Соньер так никогда и не начал проповедовать новую религию, что лишило нас возможность проверить наши предположения. Кюре унес разгадку с собой могилу.
Автор детективного романа на этом бы и закончил свое произведение. Он предложил бы свое решение назойливой загадке. Но известно, что фактам можно придавать разное историческое и доктринальное толкование. Мы, правда, не видим в этом ничего страшного: ведь каждый знает, что история создается и переписывается под влиянием разных взглядов, в зависимости от культурных элементов и национальных идей. Окситанские катары считали Монсегюр духовным центром, где мученики пострадали за веру и отчизну; для королевы Бланки Кастильской Монсегюр был сродни одной из голов гидры… Англичане назвали улицы и памятники именами, которые на другой стороне Ла-Манша вызывают лишь горечь поражения: Ватерлоо, Трафальгар… Французам XX века впору было смеяться: в 1940 году два человека призвали французов последовать их примеру — один крупный политический деятель, другой предатель. В 1945 году сцена сохранилась, но оба вождя поменялись ролями. История не может быть точной и абсолютно объективной.

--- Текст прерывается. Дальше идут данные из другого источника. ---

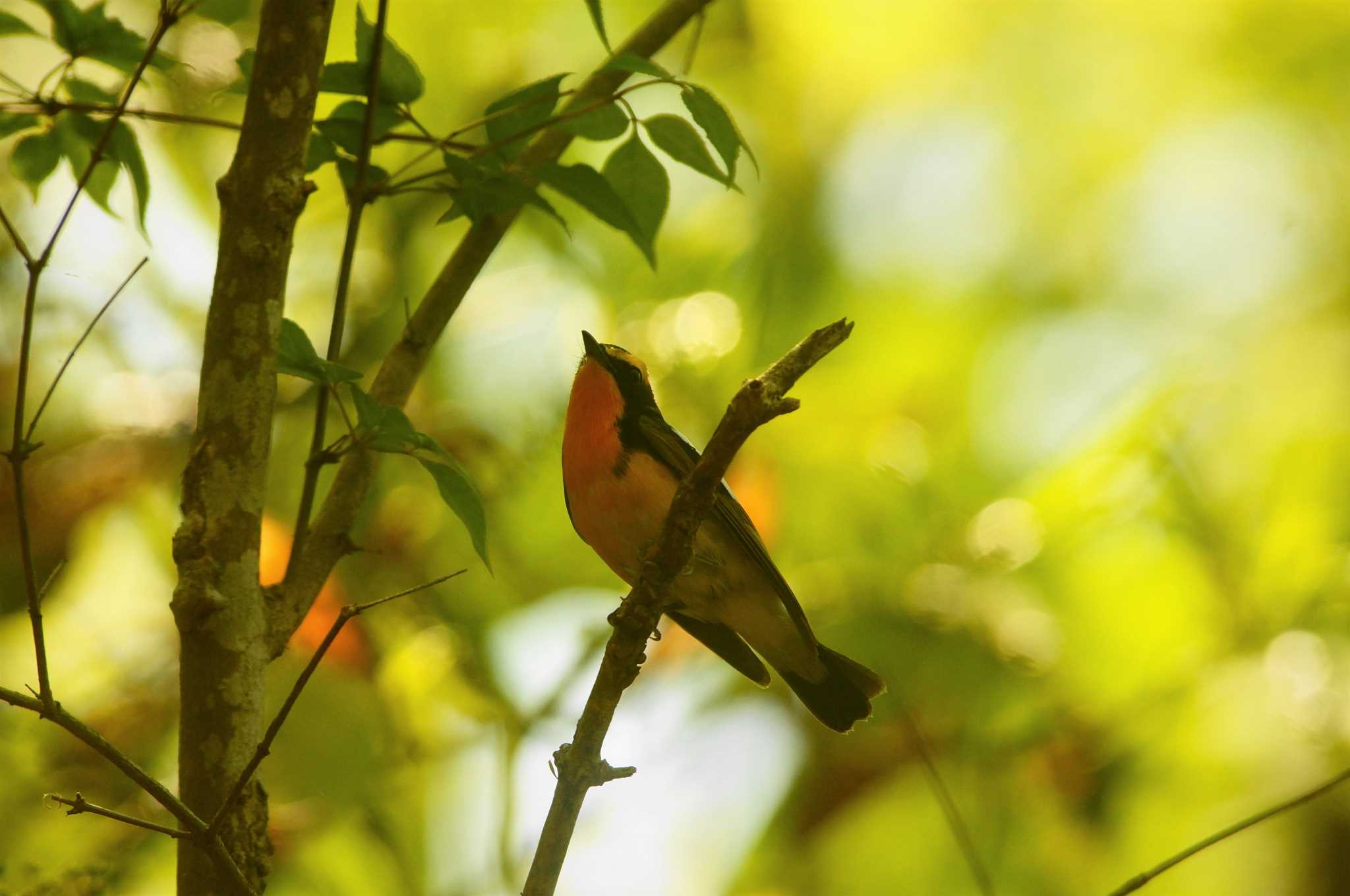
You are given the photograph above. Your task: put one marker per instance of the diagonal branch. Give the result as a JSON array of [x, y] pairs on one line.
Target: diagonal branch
[[274, 729], [1140, 880], [330, 538], [579, 764]]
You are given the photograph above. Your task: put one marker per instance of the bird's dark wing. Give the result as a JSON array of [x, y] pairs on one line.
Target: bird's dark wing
[[726, 644], [676, 453]]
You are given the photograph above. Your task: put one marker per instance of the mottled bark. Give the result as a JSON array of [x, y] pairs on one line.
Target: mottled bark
[[218, 603], [330, 538]]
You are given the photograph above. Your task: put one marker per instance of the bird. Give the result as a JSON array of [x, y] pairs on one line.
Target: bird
[[622, 466]]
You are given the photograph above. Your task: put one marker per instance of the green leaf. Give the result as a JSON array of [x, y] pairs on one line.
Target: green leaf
[[400, 81], [637, 65], [246, 63], [719, 126], [347, 175], [296, 356], [319, 153], [678, 139], [641, 182], [601, 123], [345, 125], [459, 494], [14, 122], [92, 34], [36, 157], [84, 91], [521, 109], [587, 188], [11, 23], [599, 19], [125, 150]]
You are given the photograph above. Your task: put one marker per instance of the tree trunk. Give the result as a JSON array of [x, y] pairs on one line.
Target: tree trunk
[[218, 605]]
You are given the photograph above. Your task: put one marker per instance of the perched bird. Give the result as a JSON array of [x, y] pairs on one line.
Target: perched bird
[[622, 464]]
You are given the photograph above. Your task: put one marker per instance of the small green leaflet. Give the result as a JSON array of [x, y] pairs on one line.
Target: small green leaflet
[[717, 125], [520, 111], [15, 122], [92, 34], [602, 123], [599, 19], [36, 157], [389, 431], [11, 23], [678, 139], [345, 125], [296, 356], [641, 182], [637, 65], [587, 188]]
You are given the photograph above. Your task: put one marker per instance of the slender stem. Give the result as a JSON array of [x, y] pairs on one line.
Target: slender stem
[[579, 764], [265, 744], [14, 237], [944, 797], [1140, 880], [80, 342], [355, 206], [80, 804]]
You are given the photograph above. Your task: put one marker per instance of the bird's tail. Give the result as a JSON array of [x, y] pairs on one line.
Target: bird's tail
[[842, 696]]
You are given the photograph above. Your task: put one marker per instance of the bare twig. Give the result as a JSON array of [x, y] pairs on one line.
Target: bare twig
[[328, 539], [357, 202], [953, 816], [80, 342], [14, 237], [265, 744], [80, 804], [1140, 880], [579, 764]]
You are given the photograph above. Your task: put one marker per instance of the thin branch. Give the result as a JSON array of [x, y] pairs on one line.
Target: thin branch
[[265, 745], [579, 764], [357, 202], [1140, 880], [944, 797], [14, 237], [78, 806], [80, 342]]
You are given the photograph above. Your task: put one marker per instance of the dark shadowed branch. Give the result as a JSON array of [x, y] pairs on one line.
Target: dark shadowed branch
[[579, 764], [1140, 880], [265, 744]]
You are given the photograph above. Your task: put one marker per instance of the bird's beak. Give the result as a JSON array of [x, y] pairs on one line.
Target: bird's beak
[[595, 350]]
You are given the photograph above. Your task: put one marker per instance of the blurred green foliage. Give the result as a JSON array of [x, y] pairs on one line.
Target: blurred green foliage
[[1076, 486]]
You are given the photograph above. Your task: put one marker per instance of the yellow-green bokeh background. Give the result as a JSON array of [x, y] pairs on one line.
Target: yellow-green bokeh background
[[1076, 486]]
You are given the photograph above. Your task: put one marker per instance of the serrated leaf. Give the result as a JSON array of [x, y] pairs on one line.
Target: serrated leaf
[[11, 23], [400, 80], [92, 34], [601, 123], [296, 356], [15, 122], [36, 158], [587, 188], [678, 139], [717, 123], [84, 91], [635, 64], [345, 125], [125, 150], [459, 494], [599, 20], [641, 182], [319, 153], [521, 109]]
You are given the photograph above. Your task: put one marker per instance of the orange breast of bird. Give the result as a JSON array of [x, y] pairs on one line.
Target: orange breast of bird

В Ренн-ле-Шато история вывела на сцену двух священников — Соньера и его собрата, Буде, — и тайную организацию; точнее будет сказать, одну организацию, в чьих рядах числились Соньер и Буде, и другую, которая боролась с первой. Отсюда неизбежные столкновения и несуразности.
Соньер? Да, мы не стали бы делать из него воплощение архангела, целый день воздающего хвалу Господу. Он, как и один из его братьев, стал священником, потому что это был путь, предписанный для таких, как он. Либо Церковь, либо армия. Этого интеллигента, выходца из многочисленной семьи, нельзя представить сельским тружеником; семья его не располагала средствами, чтобы дать ему возможность сделать иную карьеру. А призвание? В данном случае оно роли не играло…
Наверняка Соньер, этот безвестный сельский священник, страшно скучал. И вдруг — авантюра! Соньер не упустил свой шанс. Авантюра с важными финансовыми последствиями; авантюра, придавшая ему значимости в глазах зевак, ничего не понявших в произошедших событиях, и сильных мира сего, с которыми молодого кюре связывали двойственные отношения — отношения уважения, боязни, братской дружбы и ненависти. А также благочестия. Под маской Галилеянина Соньер разглядел творение Никейского собора. Вероотступничество: применимо ли к Соньеру это слово? Можно ли назвать вероотступничеством, когда выбирают между маской и неприкрытой историей? Быть может, Соньер повинен в преступных деяниях; возможно, он участвовал и в грандиозной мистификации — причем не бесплатно. Но — кто знает — может, этот волевой человек пребывал в мире со своим сознанием. Он был посвящен в тайны, о которых и подумать было страшно, приобрел сказочное состояние, об источниках которого есть разные мнения. Он не сдался даже на смертном одре; если бы он выжил, то, скорей всего, провозгласил бы истину с вершины своей новой башни.